Saat ini, uji klinik tengah dilakukan di delapan rumah sakit di Indonesia, di antaranya RSUP Persahabatan, RSUP Sulianti Saroso, RSUP Adam Malik, dan RSUD Soedarso. Penggunaan Ivermectin di luar skema uji klinik hanya dapat dilakukan sesuai dengan hasil pemeriksaan dan diagnosis dari dokter.
”Jika dokter bermaksud memberikan Ivermectin kepada pasien, penggunaannya harus sesuai dengan protokol uji klinik yang disetujui,” kata Penny.
Vaksin Pfizer
Dalam konferensi pers di Jakarta, Kamis (15/7/2021), Penny mengatakan, BPOM pada Rabu, 14 Juli 2021 telah menerbitkan izin penggunaan darurat untuk vaksin Comirnaty yang diproduksi oleh Pfizer and BioNTech. Vaksin yang dikembangkan dengan platform mRNA (messenger ribonucleic acid) ini digunakan dengan indikasi pencegahan Covid-19 yang disebabkan oleh virus SARS-CoV-2 untuk penduduk usia 12 tahun ke atas.
”Jadi, vaksin ini juga bisa diberikan kepada remaja berusia di atas 12 tahun. Diberikan secara injeksi intramuscular dengan dosis 0,3 mili liter dengan dua kali penyuntikan dalam rentang waktu tiga minggu,” ujarnya.
Berdasarkan data uji klinik fase ketiga, efikasi vaksin Pfizer pada usia 16 tahun ke atas menunjukkan keberhasilan sebesar 95,5 persen dan pada remaja usia 12-15 tahun sebesar 100 persen. Data imunogenisitas untuk pemberian dua dosis vaksin ini dalam selang 3 minggu juga menghasilkan respons imun yang baik. Selain itu, hasil pengkajian secara umum telah membuktikan keamanan vaksin dapat ditoleransi pada semua kelompok usia.
Vaksin dengan platform mRNA ini memiliki spesifikasi penyimpanan khusus dengan menggunakan ultra low temperature, yakni dengan suhu antara minus 90 derajat celsius dan minus 60 derajat celsius.
”Vaksin ini tentu perlu dikawal dalam proses pendistribusiannya. PT Pfizer sebagai produsen telah menyiapkan sarana dan prasarana yang dibutuhkan sampai ke titik penyuntikan di Indonesia,” ujar Penny.
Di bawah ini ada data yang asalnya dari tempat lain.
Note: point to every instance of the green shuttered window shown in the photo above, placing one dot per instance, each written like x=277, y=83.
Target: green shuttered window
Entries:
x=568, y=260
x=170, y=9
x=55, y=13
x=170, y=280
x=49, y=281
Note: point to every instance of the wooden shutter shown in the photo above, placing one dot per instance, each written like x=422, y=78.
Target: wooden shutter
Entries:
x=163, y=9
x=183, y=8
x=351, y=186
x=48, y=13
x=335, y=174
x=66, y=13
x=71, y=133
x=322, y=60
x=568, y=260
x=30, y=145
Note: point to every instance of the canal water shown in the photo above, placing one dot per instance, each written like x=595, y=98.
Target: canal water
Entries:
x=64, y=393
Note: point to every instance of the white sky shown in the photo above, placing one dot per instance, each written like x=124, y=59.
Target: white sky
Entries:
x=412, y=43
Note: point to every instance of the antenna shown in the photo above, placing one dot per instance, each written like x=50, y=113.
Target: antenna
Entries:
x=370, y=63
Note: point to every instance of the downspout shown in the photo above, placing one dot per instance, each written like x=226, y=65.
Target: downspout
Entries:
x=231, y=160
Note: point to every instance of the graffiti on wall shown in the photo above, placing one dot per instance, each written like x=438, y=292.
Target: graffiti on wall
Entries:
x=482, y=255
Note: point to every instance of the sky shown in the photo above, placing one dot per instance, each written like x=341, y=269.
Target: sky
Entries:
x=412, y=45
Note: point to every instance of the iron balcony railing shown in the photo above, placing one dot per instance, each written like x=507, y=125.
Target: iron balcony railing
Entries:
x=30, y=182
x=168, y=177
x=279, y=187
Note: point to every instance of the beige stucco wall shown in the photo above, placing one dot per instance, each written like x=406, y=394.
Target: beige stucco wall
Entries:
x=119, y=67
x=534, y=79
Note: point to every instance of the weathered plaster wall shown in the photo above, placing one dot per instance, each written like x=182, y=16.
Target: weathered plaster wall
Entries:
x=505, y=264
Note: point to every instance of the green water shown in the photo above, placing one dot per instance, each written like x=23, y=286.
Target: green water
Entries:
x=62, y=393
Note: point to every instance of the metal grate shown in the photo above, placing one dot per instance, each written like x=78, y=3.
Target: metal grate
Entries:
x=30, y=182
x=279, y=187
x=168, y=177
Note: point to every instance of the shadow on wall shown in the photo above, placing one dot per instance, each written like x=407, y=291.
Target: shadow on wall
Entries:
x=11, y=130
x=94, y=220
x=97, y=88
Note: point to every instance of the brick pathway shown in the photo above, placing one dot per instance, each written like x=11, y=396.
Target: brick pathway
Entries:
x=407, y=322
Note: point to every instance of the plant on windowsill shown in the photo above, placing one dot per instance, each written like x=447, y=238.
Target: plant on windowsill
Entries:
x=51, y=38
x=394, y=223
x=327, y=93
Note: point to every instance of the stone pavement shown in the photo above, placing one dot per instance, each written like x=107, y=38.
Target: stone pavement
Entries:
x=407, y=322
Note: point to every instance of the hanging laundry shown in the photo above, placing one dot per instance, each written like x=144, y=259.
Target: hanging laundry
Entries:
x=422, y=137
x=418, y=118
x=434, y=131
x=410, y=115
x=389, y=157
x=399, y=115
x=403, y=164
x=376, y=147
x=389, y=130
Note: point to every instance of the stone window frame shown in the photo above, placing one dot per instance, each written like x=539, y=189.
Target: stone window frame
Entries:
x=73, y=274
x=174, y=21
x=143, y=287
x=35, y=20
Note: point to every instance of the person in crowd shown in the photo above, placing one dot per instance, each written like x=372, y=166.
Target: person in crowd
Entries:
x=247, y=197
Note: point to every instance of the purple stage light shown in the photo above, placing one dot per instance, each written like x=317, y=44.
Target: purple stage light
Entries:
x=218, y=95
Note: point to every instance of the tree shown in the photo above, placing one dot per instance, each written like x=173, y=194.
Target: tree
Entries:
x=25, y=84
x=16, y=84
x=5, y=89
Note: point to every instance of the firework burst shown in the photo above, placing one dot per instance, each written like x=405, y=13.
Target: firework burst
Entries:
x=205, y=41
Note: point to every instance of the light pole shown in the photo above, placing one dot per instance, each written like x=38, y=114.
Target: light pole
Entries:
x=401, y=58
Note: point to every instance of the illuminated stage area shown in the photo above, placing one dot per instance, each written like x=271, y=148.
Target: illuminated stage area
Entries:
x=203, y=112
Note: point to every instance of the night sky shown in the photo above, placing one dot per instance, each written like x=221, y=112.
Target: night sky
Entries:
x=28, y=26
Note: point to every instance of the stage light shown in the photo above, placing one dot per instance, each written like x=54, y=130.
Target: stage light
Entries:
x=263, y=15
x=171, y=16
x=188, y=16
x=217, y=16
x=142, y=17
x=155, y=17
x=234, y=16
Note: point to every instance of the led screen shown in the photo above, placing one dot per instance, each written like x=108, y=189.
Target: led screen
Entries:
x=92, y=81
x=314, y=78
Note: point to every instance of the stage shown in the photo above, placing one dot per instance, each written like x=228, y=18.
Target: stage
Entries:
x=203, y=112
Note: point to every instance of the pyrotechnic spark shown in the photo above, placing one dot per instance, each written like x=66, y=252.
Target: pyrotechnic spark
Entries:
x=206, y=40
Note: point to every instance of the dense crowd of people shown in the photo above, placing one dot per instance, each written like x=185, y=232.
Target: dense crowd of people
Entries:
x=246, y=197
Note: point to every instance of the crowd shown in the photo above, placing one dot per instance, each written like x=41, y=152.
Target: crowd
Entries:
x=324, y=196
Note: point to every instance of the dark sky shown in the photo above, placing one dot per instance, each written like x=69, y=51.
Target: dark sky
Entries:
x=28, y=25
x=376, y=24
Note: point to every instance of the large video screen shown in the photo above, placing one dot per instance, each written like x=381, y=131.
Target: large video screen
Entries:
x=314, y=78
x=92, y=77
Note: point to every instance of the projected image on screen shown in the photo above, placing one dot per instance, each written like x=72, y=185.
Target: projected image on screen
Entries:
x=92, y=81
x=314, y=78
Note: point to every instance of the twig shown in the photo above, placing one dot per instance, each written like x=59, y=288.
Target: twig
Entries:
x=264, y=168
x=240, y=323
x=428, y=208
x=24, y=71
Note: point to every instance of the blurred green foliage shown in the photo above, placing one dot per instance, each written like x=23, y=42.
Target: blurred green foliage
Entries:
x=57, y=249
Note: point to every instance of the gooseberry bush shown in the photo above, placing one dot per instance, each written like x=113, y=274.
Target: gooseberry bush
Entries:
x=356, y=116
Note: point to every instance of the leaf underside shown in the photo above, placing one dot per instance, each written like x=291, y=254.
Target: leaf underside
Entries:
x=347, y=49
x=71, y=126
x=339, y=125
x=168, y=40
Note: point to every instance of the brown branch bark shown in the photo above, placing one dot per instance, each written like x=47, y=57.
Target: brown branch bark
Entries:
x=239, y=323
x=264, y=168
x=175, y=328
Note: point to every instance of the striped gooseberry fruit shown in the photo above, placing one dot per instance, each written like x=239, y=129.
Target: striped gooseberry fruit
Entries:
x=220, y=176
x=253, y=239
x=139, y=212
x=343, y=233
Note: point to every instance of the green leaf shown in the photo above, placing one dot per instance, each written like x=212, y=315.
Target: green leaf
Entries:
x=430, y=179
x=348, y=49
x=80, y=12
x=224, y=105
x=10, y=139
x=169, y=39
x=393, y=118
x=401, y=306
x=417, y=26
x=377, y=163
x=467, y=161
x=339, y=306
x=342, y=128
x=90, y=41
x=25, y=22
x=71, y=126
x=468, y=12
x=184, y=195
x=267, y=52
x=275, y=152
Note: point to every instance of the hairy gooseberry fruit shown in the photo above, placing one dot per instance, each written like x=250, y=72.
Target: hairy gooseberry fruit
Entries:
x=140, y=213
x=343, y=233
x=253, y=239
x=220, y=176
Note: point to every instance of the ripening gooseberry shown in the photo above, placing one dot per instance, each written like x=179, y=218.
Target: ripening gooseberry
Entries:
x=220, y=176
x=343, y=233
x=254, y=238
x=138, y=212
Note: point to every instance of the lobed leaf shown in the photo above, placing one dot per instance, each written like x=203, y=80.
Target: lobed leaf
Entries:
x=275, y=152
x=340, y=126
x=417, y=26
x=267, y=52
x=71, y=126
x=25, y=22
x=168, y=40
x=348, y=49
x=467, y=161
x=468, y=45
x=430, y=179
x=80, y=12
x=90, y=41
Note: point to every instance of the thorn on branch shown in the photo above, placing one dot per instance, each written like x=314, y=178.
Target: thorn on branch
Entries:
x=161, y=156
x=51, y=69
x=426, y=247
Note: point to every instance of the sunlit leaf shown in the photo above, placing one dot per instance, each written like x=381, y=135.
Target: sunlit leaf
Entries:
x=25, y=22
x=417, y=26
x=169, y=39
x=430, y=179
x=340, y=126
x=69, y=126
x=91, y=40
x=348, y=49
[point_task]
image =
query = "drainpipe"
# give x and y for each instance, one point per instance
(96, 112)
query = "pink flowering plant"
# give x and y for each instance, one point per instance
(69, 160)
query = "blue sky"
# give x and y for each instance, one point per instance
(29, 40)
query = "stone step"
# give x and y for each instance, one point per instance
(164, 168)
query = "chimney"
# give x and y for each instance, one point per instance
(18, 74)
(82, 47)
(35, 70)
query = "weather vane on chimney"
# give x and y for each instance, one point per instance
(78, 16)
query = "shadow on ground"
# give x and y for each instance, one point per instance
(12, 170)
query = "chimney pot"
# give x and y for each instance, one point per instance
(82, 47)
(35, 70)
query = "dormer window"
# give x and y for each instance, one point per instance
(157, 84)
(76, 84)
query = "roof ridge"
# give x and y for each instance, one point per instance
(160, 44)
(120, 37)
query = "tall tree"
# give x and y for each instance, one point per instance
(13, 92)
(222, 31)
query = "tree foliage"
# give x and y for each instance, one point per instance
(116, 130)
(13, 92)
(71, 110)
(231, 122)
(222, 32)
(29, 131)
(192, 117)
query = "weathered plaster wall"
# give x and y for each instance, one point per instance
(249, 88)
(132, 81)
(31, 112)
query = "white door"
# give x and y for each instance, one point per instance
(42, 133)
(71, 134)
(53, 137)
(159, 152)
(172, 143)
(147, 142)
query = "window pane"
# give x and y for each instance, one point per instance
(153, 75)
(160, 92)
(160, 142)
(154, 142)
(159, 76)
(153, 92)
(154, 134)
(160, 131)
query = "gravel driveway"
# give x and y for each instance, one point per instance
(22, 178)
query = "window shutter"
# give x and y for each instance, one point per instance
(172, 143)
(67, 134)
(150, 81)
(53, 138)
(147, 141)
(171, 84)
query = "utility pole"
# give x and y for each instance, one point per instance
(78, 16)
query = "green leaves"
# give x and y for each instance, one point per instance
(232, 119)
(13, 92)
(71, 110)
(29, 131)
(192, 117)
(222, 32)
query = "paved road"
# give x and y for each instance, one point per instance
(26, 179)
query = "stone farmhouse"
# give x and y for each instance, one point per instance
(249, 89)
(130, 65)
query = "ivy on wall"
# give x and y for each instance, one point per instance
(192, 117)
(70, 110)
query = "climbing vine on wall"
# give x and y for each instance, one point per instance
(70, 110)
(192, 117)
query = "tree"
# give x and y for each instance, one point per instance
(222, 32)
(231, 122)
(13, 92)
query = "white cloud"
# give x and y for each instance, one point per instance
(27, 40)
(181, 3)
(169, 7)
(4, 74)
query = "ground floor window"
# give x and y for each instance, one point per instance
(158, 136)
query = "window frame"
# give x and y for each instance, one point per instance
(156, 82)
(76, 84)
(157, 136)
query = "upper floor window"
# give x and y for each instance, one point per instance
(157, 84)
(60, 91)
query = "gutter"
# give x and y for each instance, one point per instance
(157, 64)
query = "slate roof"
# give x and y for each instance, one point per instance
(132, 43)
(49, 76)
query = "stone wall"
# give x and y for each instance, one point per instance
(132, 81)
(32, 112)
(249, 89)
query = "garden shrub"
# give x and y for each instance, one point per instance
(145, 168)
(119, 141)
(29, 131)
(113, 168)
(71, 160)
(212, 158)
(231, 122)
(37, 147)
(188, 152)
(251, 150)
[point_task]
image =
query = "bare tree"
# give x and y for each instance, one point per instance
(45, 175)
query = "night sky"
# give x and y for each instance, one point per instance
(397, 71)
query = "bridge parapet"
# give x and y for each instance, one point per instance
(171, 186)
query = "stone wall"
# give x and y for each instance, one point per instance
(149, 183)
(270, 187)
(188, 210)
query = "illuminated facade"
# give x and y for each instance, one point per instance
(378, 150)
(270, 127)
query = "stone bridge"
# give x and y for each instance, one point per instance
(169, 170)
Terkait pengadaan vaksin dari Pfizer ini, Kementerian Kesehatan telah sepakat bekerja sama dengan PT Pfizer Indonesia dan BioNTech untuk menyediakan 50 juta dosis vaksin Pfizer yang dinamakam BNT 162b2 sepanjang tahun 2021. Vaksin tersebut diharapkan dapat digunakan untuk mempercepat pelaksanaan vaksinasi di Indonesia.